Hosting ParadiseSS13
With the old host stepping down around April 2021, I offered to take up the mantle. Hosting a game server system for thousands of players around the world is not easy, but I took it anyway, because no one else was able to.
To summarise the infrastructure, we have:
- 18 servers combining physical and virtual machines, spanning 10 datacentres over 3 continents (North America, Europe and Australia), and 4 providers (ReliableSite, Oracle Cloud, Hetzner, OVH)
-
A mix of custom written and industry standard software, including but not limited to
- Proxmox VE Hypervisor
- pfSense Router
- MariaDB
- Redis
-
Apache Webserve
- MediaWiki
- Invision Community
- tgstation-server
- The full Elasticsearch/Logstash/Kibana stack
- GitLab
- PRTG Network Monitor (network map)
- HAproxy
The main hypervisor is located in New York, to aid connectivity of North America, and runs most of the core systems over several VMs. These are:
-
The router VM (pfSense)
- Provides a firewall, NAT for the rest of the VMs, and an OpenVPN server for management tasks to remove the need to have management ports exposed.
-
The core VM (Ubuntu Server)
- Runs the database, redis server, several pieces of custom written internal tooling, and is the centralised data hub for the rest of the infrastructure.
-
The webserver VM (Ubuntu Server)
- Runs the webserver, and thats it.
- This is its own VM for security reasons as webapps are a large attack vector.
-
The game VM (Windows Server Core)
- Runs the gameserver, and thats it.
- his is in its own VM due to a windows requirement and separation for maximum performance.
-
The analytics VM (Ubuntu Server)
- Runs the Elastic stack for analysis of logs and metrics.

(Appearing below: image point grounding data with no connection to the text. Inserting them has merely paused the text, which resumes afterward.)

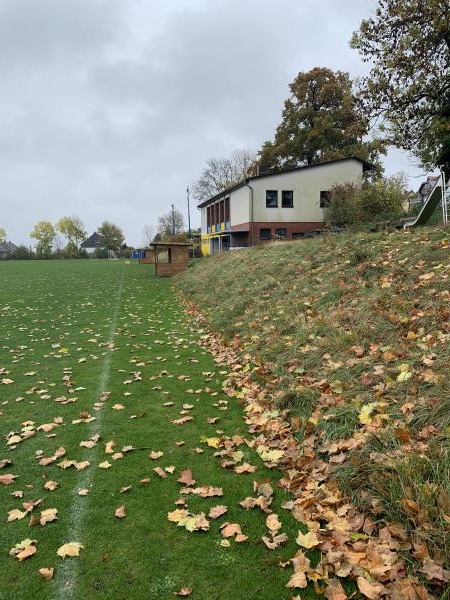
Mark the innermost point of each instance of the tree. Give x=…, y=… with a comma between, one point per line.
x=44, y=233
x=359, y=206
x=148, y=233
x=73, y=229
x=320, y=122
x=221, y=173
x=408, y=44
x=22, y=253
x=111, y=236
x=170, y=224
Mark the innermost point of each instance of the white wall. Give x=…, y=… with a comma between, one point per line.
x=306, y=185
x=240, y=206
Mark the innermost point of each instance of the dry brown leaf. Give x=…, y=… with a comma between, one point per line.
x=50, y=485
x=47, y=572
x=70, y=549
x=370, y=590
x=160, y=472
x=183, y=592
x=155, y=454
x=109, y=447
x=7, y=479
x=308, y=540
x=217, y=511
x=230, y=529
x=186, y=477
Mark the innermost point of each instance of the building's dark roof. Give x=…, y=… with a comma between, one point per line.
x=366, y=167
x=7, y=247
x=171, y=244
x=94, y=241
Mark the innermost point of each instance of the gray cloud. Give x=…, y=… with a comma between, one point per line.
x=109, y=108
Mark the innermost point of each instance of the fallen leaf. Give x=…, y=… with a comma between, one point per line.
x=308, y=540
x=370, y=590
x=70, y=549
x=186, y=477
x=50, y=485
x=47, y=572
x=217, y=511
x=7, y=479
x=121, y=512
x=183, y=592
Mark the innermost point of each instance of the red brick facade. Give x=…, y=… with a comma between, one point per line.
x=291, y=228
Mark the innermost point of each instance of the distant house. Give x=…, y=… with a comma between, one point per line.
x=286, y=204
x=92, y=243
x=7, y=249
x=425, y=188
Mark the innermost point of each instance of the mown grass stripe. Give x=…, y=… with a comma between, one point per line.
x=66, y=574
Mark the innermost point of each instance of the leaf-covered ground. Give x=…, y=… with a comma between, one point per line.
x=348, y=336
x=124, y=463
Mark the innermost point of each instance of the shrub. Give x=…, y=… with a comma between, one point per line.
x=358, y=207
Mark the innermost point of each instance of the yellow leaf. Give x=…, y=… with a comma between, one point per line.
x=69, y=549
x=366, y=411
x=308, y=540
x=47, y=573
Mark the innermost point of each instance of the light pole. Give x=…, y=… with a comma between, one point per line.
x=173, y=219
x=189, y=214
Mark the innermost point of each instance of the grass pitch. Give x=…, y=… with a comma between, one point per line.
x=100, y=354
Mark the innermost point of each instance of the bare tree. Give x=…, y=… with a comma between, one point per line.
x=221, y=173
x=148, y=233
x=170, y=224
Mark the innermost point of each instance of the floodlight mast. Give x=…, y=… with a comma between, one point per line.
x=189, y=213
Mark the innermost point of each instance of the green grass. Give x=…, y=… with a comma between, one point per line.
x=64, y=315
x=331, y=321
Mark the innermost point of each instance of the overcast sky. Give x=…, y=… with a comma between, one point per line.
x=110, y=108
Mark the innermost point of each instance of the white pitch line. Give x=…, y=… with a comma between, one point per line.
x=67, y=571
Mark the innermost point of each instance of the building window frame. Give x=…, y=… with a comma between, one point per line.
x=287, y=199
x=325, y=196
x=280, y=233
x=271, y=198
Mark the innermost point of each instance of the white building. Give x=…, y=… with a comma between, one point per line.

- This is in its own VM so I can delegate control to someone with Elastic certifications, and put a hard limit on Elasticsearch storage.
-
The GitLab VM (Ubuntu Server)
- Runs GitLab, and thats it.
- This is its own VM for security reasons with the GitLab runner, and for resource confinement as GitLab likes to consume lots of resources
-
The monitoring VM (Windows Server Core)
- Runs the PRTG web service and PRTG probe.
- This is in its own VM due to a windows requirement and not wanting to bog down the game VM.
-
The stats frontend VM (Ubuntu Server)
- Runs a custom stats page for game stats.
- This is in its own VM so I can delegate it to the stats page developer to make managing python modules and CD easier.
The other main server here is the offsite backup, located in Germany for maximum geo-resilience. This takes snapshots of core directories (SQL backups, game logs, webserver files) daily, allowing for history. The backups are done on a pull-system as opposed to the system, with the backup server having read access to the servers it needs to backup from, rather than the systems needing to be backed up having write access to the backup server. This way, if the primary server gets compromised either by network or an attack on the provider itself (the backup server is with a separate provider), there is no way to wipe out the backup data as it cannot even see it, let alone perform write or delete operations on it.
The remaining servers in each regions are proxy nodes. As well as the main server in New York being able to take incoming connections, there are relays situated in the following regions:
- US-West (California)
- US-East (Virginia)
- UK (London)
- EU-West (France)
- EU-Central (Poland)
- Australia (Sydney)
This relay system could be accomplished with existing cloud PaaS systems such as AWS Global Accelerator, however that would cost ~$400 USD a month with the traffic we shift, and this VM solution costs <$30 USD a month.